### PROBLEM LINK:

**Author:** Bhuvnesh Jain

**Tester:** Bhuvnesh Jain

**Editorialist:** Bhuvnesh Jain

### DIFFICULTY:

HARD

### PREREQUISITES:

Sqrt Trick, Prime counting function, Arithmetic Derivative

### PROBLEM:

Evaluate the value of the function \sum_{x=1}^{x=N} F(N^k*x), for the function F(n) = strength(n) as given in problem statement.

### EXPLANATION:

Let us evaluate F(n), the strength(n), for a number.

F(n) = \sum\limits_{p_i | n} \frac{n}{p_i}, where p_i need not be distinct.

F(ab) = a * F(b) + b * F(a), for a >= 1 , b >= 1

Let us see why the above claim is true. Consider the prime factors of n = a*b. Also consider the prime factors of a and b. The total number of prime factors of n is simply the union of the prime factors of a and b. So, iterate through first prime factors of a and then through b and you will get to know why above claim holds true.

F(N^k) = k * N^{k-1} * F(N).

To prove the above claim, use the above fact and derive a recurrence. For example,

F(N^2) = N * F(N) + N * F(N) = 2 * N * F(N)

F(N^3) = N * F(N^2) + N^2 * F(N) = 3 * N^2 * F(N) and so on.

Now, let us look at the problem given to us.

\sum_{x=1}^{x=N} F(N^k*x) = \sum_{x=1}^{x=n} x*F(N^k) + N^k*F(x)

=k*N^{k-1}*F(N) * \frac{N*(N+1)}{2} + N^k * \sum_{x=1}^{x=N} F(x)
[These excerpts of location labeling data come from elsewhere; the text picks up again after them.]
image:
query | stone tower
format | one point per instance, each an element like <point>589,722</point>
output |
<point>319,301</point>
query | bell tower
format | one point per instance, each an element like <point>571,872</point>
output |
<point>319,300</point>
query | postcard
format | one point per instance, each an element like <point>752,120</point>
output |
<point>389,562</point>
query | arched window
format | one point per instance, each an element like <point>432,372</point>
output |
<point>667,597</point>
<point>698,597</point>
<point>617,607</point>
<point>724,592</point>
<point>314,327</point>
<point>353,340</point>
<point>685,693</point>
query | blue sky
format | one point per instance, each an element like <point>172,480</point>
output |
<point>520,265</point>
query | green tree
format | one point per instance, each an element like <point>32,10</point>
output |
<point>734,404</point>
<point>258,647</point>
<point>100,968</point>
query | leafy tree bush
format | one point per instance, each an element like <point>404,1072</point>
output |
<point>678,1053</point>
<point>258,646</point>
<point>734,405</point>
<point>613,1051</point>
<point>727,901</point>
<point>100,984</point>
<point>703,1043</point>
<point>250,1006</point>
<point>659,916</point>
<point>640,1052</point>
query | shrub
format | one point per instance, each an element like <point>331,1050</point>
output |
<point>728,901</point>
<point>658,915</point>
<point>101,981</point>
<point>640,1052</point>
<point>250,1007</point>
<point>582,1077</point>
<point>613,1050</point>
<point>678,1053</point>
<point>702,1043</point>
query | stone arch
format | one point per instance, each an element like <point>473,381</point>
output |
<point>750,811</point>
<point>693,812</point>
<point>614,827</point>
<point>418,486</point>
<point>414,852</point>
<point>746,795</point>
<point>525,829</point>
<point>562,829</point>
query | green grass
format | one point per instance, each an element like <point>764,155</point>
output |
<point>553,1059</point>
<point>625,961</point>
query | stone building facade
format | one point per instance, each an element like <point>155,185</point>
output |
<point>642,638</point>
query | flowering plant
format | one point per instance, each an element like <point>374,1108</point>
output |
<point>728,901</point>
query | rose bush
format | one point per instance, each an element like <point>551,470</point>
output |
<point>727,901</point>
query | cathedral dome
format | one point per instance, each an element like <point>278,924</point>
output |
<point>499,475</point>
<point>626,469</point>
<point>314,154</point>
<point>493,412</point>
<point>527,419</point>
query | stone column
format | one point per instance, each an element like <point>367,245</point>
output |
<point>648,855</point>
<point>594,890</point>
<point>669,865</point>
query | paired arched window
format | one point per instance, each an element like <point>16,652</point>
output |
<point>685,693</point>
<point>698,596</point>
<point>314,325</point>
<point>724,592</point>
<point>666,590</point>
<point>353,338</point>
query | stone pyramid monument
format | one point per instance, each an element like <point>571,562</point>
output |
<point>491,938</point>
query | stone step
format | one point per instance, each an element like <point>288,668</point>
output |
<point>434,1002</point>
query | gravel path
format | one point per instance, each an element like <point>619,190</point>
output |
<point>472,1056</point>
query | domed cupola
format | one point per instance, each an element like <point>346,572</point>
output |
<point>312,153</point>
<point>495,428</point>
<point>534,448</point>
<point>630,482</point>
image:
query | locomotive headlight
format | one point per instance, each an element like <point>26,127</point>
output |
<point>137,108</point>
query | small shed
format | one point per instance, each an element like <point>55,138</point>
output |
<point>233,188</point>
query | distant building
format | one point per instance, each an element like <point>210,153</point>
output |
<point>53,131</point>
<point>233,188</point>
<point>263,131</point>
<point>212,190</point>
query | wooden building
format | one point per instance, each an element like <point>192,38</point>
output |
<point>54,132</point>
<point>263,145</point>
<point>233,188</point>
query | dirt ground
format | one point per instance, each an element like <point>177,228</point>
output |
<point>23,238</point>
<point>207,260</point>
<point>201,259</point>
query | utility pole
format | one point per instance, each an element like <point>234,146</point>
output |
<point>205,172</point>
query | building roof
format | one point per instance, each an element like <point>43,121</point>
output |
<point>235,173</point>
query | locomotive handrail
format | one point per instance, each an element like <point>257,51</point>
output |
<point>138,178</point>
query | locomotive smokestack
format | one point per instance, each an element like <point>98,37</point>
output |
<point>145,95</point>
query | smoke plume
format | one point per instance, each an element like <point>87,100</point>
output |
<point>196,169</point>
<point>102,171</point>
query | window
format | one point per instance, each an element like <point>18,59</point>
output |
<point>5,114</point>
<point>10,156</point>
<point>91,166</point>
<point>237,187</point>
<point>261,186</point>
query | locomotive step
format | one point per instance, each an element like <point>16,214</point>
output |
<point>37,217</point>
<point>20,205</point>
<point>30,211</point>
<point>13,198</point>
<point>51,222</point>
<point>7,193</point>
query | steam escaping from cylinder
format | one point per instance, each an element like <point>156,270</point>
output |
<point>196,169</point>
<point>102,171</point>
The value of F(N) can be calculated in O(\sqrt{(N)}) complexity. We just need to efficiently find the value of the second summation.
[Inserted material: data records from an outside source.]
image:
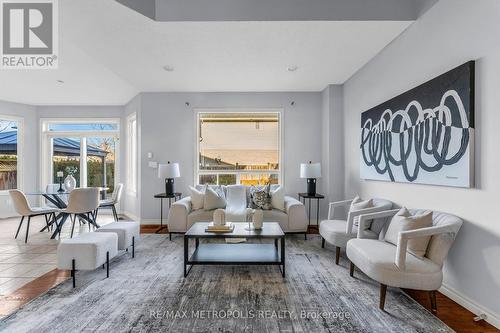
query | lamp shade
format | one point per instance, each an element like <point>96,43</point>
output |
<point>170,170</point>
<point>310,170</point>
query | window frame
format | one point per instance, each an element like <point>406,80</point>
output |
<point>279,172</point>
<point>20,150</point>
<point>46,144</point>
<point>132,163</point>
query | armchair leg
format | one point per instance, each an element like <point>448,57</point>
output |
<point>19,228</point>
<point>432,296</point>
<point>73,219</point>
<point>383,291</point>
<point>27,229</point>
<point>115,215</point>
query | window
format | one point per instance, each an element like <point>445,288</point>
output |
<point>238,148</point>
<point>85,149</point>
<point>132,154</point>
<point>10,152</point>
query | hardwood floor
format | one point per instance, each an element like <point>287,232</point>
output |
<point>451,313</point>
<point>31,290</point>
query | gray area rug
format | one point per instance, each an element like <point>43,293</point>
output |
<point>149,294</point>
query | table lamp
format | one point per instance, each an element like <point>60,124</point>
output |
<point>311,171</point>
<point>59,175</point>
<point>168,172</point>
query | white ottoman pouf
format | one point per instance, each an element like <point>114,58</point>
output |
<point>128,233</point>
<point>87,252</point>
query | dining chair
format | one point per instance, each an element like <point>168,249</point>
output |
<point>115,199</point>
<point>24,209</point>
<point>82,203</point>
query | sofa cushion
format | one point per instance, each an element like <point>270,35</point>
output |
<point>261,199</point>
<point>197,198</point>
<point>333,231</point>
<point>376,259</point>
<point>236,205</point>
<point>214,198</point>
<point>278,198</point>
<point>200,215</point>
<point>358,204</point>
<point>404,221</point>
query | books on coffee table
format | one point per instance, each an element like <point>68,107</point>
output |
<point>228,227</point>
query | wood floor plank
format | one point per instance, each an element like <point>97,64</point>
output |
<point>451,313</point>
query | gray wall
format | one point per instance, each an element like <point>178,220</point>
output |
<point>170,136</point>
<point>332,145</point>
<point>449,34</point>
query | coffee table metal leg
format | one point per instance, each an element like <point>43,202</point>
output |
<point>283,255</point>
<point>186,245</point>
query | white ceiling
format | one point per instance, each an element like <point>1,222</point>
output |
<point>109,53</point>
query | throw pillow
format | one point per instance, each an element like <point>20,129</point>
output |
<point>404,221</point>
<point>261,199</point>
<point>358,204</point>
<point>278,198</point>
<point>197,198</point>
<point>214,198</point>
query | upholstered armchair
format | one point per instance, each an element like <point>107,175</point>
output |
<point>338,232</point>
<point>392,265</point>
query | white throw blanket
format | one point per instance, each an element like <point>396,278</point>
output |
<point>236,203</point>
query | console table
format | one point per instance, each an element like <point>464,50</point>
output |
<point>176,196</point>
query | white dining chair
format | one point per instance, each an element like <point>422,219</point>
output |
<point>115,199</point>
<point>82,203</point>
<point>24,209</point>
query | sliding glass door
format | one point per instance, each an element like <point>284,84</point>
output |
<point>66,158</point>
<point>85,149</point>
<point>101,154</point>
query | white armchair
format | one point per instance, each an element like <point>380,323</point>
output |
<point>338,232</point>
<point>393,266</point>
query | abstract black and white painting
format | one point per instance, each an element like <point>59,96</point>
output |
<point>425,135</point>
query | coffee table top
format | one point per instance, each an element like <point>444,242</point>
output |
<point>269,230</point>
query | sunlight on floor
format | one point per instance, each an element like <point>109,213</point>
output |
<point>22,262</point>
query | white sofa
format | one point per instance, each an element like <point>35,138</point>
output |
<point>292,220</point>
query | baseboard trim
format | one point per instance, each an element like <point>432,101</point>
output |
<point>130,215</point>
<point>472,306</point>
<point>153,221</point>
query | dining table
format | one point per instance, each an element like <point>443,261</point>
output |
<point>56,198</point>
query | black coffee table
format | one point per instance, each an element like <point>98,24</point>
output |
<point>235,254</point>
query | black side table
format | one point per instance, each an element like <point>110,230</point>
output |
<point>176,196</point>
<point>318,197</point>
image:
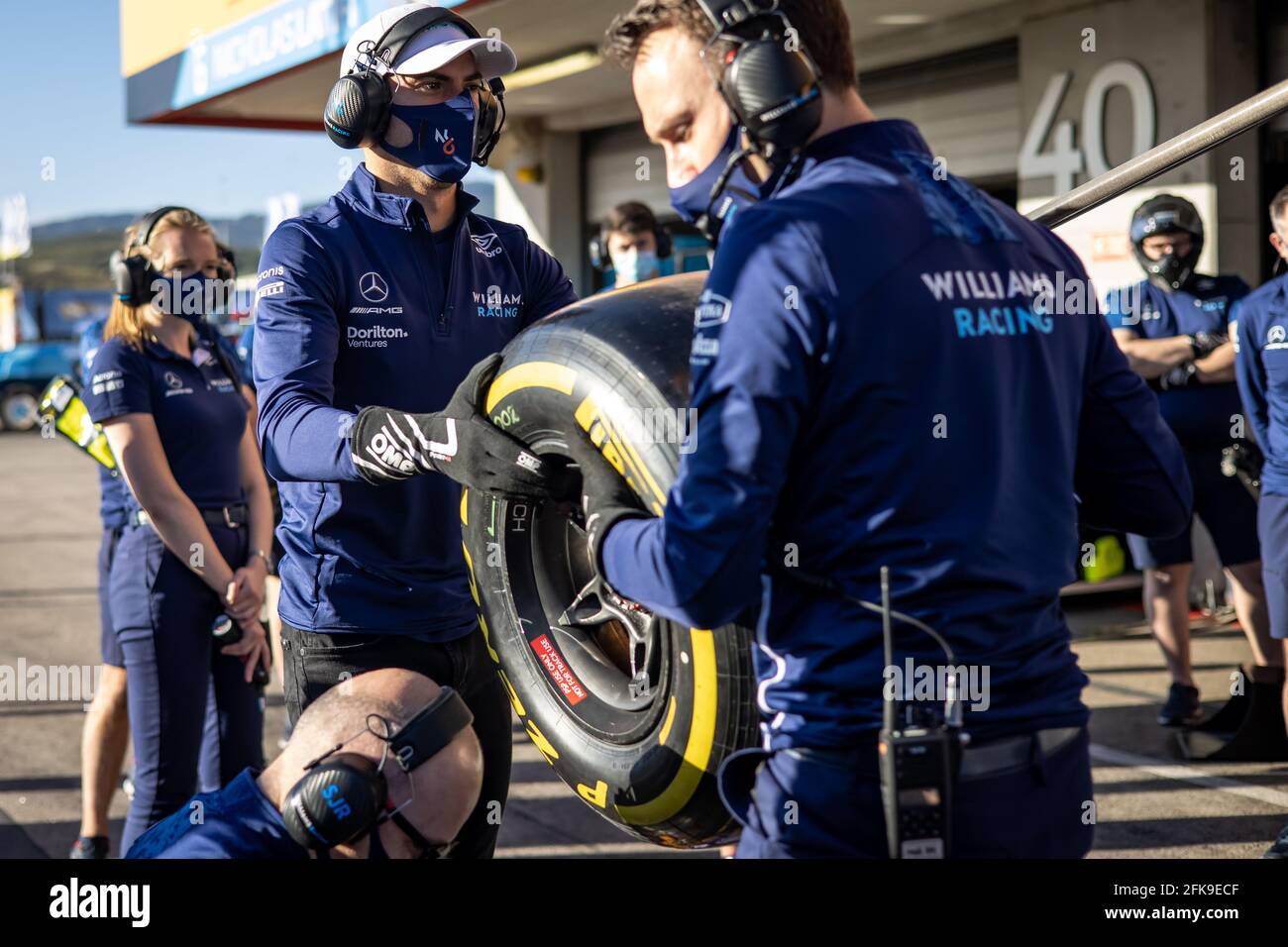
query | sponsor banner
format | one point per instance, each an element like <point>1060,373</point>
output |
<point>218,56</point>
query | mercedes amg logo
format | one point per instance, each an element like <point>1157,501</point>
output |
<point>374,287</point>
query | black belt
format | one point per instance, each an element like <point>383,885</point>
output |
<point>231,517</point>
<point>982,761</point>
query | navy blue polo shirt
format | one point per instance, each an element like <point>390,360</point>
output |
<point>1258,324</point>
<point>879,381</point>
<point>114,506</point>
<point>237,821</point>
<point>359,304</point>
<point>198,411</point>
<point>1198,414</point>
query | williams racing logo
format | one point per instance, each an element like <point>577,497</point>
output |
<point>485,244</point>
<point>374,289</point>
<point>496,304</point>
\sum_{x=1}^{x=N} \sum_{p_i | x} \frac{x}{p_i}

To find a way to evaluate this function, let are change the summation such that we can evaluate the total sum, say P_i, that each prime p_i contributes to the final sum.

Now, let us evaluate see some pattern form for how the summation look like. Let us take N = 10.

p_i = 2, P_2 = (2/2 + 4/2 + 6/2 + 8/2 + 10/2) + (4/2 + 8/2) + (8/2)

p_i = 3, P_3 = (3/3 + 6/3 + 9/3) + (9/3)

p_i = 5, P_5 = (5/5 + 10/5)

p_i = 7, P_5 = (7/7)

Now, for every prime p_i that is less than \sqrt{n}, we can find the value of the sum in O(\log_{p} n) complexity. The number of primes below \sqrt{n} is approximately O(\frac{\sqrt{n}}{\log {\sqrt{n}}}). So, this step take an overall of O(\sqrt{n}) time. For primes below O(\sqrt{n}), you can just think of finding the summation as follows,

p_i = 2, P_2 = 1*(1+2+3+4+5) + 2*(1+2) + 4*(1)

i.e. \sum_{i=1} p^{i-1} * G(\frac{n}{p^i}), where G(n) = sum of first n positive integers.

Now for every prime, p_i greater than \sqrt{n}, we can group them by the final sum P_i they contribute to the answer. This trick is similar to the sqrt-trick used while calculating the sums of the form \frac{n}{i} where it can take only 2*\sqrt{n} values. But in this case, we need to find the number of primes in some given range like from \frac{n}{2} to \frac{n}{3}, \frac{n}{3} to \frac{n}{4} and so on. This is a known problem and can be solved in O(n^{3/4}) or O(n^{2/3}), for larger ranges and in O(1) after pre-computation using sieve. Doing this gives us a complexity of O(n^{3/4} * \sqrt{n}) but in practice it runs much faster in practice as the ranges in which we want to find number of primes decreasing very fast and after certain limit we can query in O(1) using the sieve we generated.

### COMPLEXITY

O(\sqrt{n} + n^{3/4}*K), K is number of times prime counting function is called.